2. On the 29th May the second order was passed which was to the following effect:
3. I have directed the petitioner to stop work this year. At the beginning of next cold weather I will visit the place. Copy to Police for information.
4. The rule was issued calling upon the Deputy Commissioner to show cause why his order, dated the 29th May 1908, should not be set aside on the ground that it is not clear from the proceedings adopted by the Deputy Commissioner under what provisions of law the order had been passed or with what object it had been passed.

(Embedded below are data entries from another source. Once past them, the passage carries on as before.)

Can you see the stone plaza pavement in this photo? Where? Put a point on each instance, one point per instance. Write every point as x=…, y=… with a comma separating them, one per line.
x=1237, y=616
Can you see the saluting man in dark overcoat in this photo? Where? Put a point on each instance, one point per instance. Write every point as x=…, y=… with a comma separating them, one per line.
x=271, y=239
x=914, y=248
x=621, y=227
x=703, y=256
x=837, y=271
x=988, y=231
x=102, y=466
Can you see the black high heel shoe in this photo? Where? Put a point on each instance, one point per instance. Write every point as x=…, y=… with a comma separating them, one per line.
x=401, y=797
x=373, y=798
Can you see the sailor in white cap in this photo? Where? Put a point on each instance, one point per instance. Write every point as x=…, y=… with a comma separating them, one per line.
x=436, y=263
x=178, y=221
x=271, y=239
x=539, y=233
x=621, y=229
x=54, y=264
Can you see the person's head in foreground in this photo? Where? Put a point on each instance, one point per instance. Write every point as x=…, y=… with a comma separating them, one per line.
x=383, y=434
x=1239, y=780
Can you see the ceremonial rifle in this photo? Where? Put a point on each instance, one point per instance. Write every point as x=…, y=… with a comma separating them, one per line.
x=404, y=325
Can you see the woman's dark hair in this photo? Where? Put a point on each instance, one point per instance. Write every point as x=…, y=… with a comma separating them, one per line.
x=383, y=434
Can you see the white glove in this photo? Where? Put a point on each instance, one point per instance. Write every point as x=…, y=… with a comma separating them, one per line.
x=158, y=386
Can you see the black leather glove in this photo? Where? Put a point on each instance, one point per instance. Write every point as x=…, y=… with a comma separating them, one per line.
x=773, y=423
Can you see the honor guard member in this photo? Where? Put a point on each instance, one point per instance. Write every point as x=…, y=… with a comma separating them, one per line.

5. We have read the explanation which has been furnished by the Deputy Commissioner. In that he states that the order was an executive order having for its object the prevention of a disturbance of the peace and that he was unable to specify any provision of the law under which he proceeded. In our opinion the rule must be made absolute and the order must be set aside. The only provisions of the law which would enable a Magistrate to pass an order somewhat of the description of that passed in the present case are those of Section 144 but it is clear that that section cannot apply to a case like the present where the object of the order appears to have been merely to prevent pecuniary loss to the opposite party. In support of this view we are supported by the decision of this Court in the case Prayag Singh v. The Empress 9 C. 103 which is a case somewhat similar to the present which was decided under the old Code, of which Section 518 was the section corresponding to the present Section 144. There is another late ruling in support of the same view Isab Mondal v. The Emperor 8 C.W.N. 373. These rulings clearly indicate that the proper remedy for a party aggrieved by an act such as the present is by an application or suit in the Civil Court, and by obtaining from that Court an injunction restraining the other party from carrying on the work which is likely to cause pecuniary loss.
6. We, therefore, make the rule absolute and set aside the order.